Let $(a_n)$ be a bounded sequence such that $\inf_{\ell} a_{\ell}<a_n< \sup_{\ell} a_{\ell}$ for each $n=1,2, \dots$
I want to show that there are subsequences $(a_{k_n})$ increasing and $(a_{m_n})$ decreasing such that $a_{k_n} \to \sup_{\ell} a_{\ell}$ and $a_{m_n} \to \inf_{\ell} a_{\ell}$.

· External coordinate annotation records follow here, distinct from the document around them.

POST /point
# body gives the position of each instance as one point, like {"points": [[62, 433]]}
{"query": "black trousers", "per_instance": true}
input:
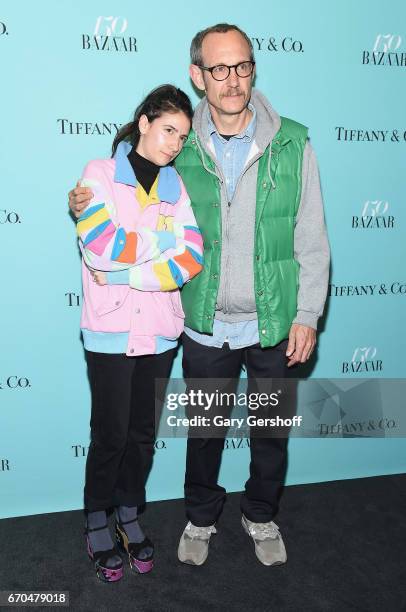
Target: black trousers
{"points": [[122, 426], [204, 498]]}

Could you give me a hint how we could find the desired subsequences?
Hint
Suppose the infimum is $0$ and the supremum is $1$. Choose $a_{k_1}=a_1$ as the fist member of the decreasing sequence. Then since $a_1>0$ by hypothesis, there is an element $a_{k_2}$ with $k_2>k_1$ and $0<a_{k_2}<a_{k_1}/2$ and a $k_3>k_2$ and $0<a_{k_3}<a_{k_2}/2$ and so on. (Make sure you see why we can choose $k_{m+1}>k_m.$)
EDIT
In response to the OP's comment. First of all, since $0 = \inf{a_n}$ there are $a_k$ arbitrarily close to $0$ so we can certainly find $k_2$ such that $0<a_{k_2}<a_{k_1}/2$. The only question is whether we can find such a $k_2>k_1$. Suppose not. Then $K=\{k|a_k<a_{k_1}\}$ is finite, and then $\inf{a_k}=\min_{k\in K}a_k>0,$ contradiction.